- Born: 1900 Glanmire, County Cork, Ireland
- Died: 7 February 1973 (aged 72–73)
- Occupation: Painter
- Spouse: Maurice Talbot Cooke-Collis (1932–?)
- Parents: Henry Cecil Phillips (father); Hilda Margaret Workman-Macnaghten (mother);

= Sylvia Cooke-Collis =

Irish painter

Sylvia Cooke-Collis (1900 - 7 February 1973) was an Irish painter who worked mainly in oils, gouache, and watercolour.

==Life==
Sylvia Margaret Phillips was born at Glanmire, County Cork to Hilda Margaret Workman-Macnaghten (1868–1961) and Captain Henry Cecil Phillips (1851–1905). She spent her early childhood at Clifford House, Castletownroche. Following her father's death in 1905, and her mother's marriage to Richard Arthur Grove Annesley (1879–1966) on 7 March 1907, she and her brother Philip moved to Annes Grove.

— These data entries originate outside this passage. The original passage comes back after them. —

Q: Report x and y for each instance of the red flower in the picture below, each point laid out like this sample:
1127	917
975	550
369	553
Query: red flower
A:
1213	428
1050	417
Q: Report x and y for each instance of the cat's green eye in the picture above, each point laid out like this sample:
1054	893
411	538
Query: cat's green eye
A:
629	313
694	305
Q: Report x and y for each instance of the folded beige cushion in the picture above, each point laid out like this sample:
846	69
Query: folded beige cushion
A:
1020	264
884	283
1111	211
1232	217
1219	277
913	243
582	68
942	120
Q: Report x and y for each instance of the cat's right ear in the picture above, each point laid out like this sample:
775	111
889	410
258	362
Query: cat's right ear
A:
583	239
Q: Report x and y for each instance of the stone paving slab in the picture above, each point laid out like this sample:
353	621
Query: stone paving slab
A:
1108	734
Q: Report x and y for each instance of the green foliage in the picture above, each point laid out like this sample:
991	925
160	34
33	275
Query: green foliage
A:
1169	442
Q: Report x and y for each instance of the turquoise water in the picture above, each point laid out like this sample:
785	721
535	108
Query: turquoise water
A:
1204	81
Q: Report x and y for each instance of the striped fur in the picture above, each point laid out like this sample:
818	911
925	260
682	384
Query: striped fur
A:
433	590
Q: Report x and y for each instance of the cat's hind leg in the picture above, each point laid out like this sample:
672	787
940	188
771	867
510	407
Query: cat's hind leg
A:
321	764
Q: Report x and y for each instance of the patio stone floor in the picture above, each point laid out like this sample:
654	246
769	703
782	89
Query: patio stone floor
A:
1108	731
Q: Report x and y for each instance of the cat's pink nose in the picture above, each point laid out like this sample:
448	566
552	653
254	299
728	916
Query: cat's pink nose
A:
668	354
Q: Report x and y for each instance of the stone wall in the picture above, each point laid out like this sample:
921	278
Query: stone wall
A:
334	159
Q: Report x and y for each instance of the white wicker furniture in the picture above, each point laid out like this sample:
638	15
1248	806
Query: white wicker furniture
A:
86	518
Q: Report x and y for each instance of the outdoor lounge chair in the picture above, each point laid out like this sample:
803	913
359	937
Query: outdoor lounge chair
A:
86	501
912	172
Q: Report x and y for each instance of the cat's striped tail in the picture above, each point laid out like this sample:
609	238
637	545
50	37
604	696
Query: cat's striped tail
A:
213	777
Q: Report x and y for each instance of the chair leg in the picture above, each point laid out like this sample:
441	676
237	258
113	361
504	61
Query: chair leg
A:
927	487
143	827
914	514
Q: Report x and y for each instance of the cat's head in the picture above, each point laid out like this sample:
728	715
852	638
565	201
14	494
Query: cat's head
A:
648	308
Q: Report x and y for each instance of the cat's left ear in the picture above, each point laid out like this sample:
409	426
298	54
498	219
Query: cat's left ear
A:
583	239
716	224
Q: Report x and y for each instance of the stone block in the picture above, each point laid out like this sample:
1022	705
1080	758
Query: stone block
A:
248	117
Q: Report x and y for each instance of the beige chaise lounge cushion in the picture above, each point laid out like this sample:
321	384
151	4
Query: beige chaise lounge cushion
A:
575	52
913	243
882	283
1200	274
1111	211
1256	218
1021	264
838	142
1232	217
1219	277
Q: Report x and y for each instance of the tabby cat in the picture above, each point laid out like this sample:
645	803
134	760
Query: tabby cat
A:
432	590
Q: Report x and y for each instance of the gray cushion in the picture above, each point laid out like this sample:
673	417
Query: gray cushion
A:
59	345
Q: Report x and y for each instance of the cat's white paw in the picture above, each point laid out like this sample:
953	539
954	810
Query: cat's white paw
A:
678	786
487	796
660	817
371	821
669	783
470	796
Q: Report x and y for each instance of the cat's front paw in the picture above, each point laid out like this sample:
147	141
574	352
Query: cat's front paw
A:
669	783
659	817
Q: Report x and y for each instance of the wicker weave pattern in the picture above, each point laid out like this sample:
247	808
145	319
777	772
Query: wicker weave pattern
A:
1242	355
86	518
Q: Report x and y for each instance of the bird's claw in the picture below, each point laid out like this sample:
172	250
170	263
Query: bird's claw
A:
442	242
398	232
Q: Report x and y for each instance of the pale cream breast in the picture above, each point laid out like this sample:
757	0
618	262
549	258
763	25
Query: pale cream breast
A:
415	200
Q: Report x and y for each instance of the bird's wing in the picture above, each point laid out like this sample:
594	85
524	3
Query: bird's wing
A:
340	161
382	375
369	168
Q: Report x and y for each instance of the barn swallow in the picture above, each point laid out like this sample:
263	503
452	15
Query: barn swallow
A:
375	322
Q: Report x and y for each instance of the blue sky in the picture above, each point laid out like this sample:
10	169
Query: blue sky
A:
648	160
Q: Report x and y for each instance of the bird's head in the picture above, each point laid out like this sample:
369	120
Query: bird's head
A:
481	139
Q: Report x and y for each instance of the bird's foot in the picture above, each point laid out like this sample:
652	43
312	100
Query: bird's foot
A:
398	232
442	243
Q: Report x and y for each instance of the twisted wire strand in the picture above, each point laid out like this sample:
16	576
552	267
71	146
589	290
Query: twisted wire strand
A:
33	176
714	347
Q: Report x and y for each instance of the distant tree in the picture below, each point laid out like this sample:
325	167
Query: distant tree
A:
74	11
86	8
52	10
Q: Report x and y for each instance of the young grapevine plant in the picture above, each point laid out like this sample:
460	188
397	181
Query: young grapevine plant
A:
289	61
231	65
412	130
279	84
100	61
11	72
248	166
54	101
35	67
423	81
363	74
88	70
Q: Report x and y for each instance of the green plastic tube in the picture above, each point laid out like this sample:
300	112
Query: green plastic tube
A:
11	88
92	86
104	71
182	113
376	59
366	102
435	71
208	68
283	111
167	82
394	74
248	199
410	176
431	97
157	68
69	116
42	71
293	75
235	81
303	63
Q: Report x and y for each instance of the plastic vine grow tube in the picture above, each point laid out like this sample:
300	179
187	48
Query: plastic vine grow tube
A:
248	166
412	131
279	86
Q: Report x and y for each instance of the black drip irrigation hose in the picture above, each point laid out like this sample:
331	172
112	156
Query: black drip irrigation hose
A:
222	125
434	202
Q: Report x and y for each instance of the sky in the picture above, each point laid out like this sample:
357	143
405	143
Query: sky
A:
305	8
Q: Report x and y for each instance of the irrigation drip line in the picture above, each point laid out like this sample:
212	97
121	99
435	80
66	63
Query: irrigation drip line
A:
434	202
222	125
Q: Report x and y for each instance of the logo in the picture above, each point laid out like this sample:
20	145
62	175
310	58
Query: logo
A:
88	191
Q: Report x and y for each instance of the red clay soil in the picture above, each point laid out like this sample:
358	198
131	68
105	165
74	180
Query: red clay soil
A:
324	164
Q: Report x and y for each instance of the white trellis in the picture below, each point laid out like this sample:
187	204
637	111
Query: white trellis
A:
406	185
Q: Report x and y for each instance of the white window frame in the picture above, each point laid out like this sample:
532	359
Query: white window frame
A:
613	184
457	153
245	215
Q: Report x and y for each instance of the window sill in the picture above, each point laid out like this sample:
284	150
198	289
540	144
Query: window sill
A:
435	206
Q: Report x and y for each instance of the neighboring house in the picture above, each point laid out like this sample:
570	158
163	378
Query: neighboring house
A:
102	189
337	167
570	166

She married Maurice Talbot Cooke-Collis on 7 April 1932 at St Mary's Church, Castletownroche. The ceremony was officiated by Dr Charles Dowse (1862–1934), Bishop of Cork, Cloyne and Ross, with assistance from Rev. Archibald de Montfort (1878–1948). The society wedding was attended by her friend, Elizabeth Bowen (1899–1973), whose ancestral home, Bowen's Court, was located nearby at Farahy. Following their marriage, the couple moved to Ballymacmoy House, Killavullen.

==Career==
Cooke-Collis studied at the Crawford Municipal School of Art under John Power. She subsequently trained with Mainie Jellett through a correspondence course. In 1937, she became a member of the Society of Dublin Painters.

During the 1930s, 40, and 50s, Cooke-Collis exhibited her paintings in solo and group shows at Dublin Painters' Gallery, Grafton Gallery, Irish Exhibition of Living Art, Royal Hibernian Academy, Royal Ulster Academy, and The Water Colour Society of Ireland.

Her work is featured in several Irish public collections, including Crawford Art Gallery, Highlanes Gallery, Limerick City Gallery of Art, The Model, and Waterford Gallery of Art.

==Death==
Sylvia Cooke-Collis died on 7 February 1973 and is buried alongside her husband at Ballyhooly. Their headstone was carved by the sculptor Séamus Murphy.